Drugs Targeting ER-Mitochondria Crosstalk in AS. This figure illustrates the signaling exchange between the ER and mitochondria via MAMs contact sites in an atherosclerotic environment. The ER transfers Ca²⁺ to mitochondria to maintain their function, but Ca²⁺ overload can inhibit mitochondrial function, reducing ATP and increasing ROS, which triggers apoptosis. Statins stabilize endothelial function by inhibiting a key enzyme in cholesterol synthesis.

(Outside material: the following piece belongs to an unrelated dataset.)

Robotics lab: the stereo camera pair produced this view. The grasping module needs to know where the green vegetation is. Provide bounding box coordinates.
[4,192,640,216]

Various drugs (e.g., pravastatin, atorvastatin, 4-PBA) target ER-mitochondria crosstalk to improve calcium ion flow, maintain mitochondrial function, reduce inflammation, and decrease foam cell formation, thereby improving AS. Traditional Chinese medicine components, such as curcumin and resveratrol, modulate key proteins (e.g., OPA1, MFN2) to influence mitochondrial function and show therapeutic potential. The structures and molecules in the figure represent the targets of AS drugs that act on ER-mitochondria crosstalk. The gray structure at the top represents the ER, the pink structure at the bottom represents the mitochondrion, and the gray-pink area between them represents the MAMs. The meanings of the various arrows are labeled in the legend in the top right corner of the figure. The main structural molecules are described as follows: UCP1: Uncoupling protein 1; ROS: Reactive oxygen species; OPA1: Optic atrophy protein 1; NLRP3: NOD-like receptor pyrin domain-containing protein 3; VDAC: Voltage-dependent anion channel; HK1: Hexokinase 1; PERK: Protein kinase R-like ER kinase; PKA: Protein kinase A; RSV: Resveratrol; ERS: Endoplasmic reticulum stress; GRP75: Glucose-regulated protein 75; IP3R: Inositol 1,4,5-trisphosphate receptor; 4-PBA: 4-phenylbutyric acid. The image is created with Figdraw.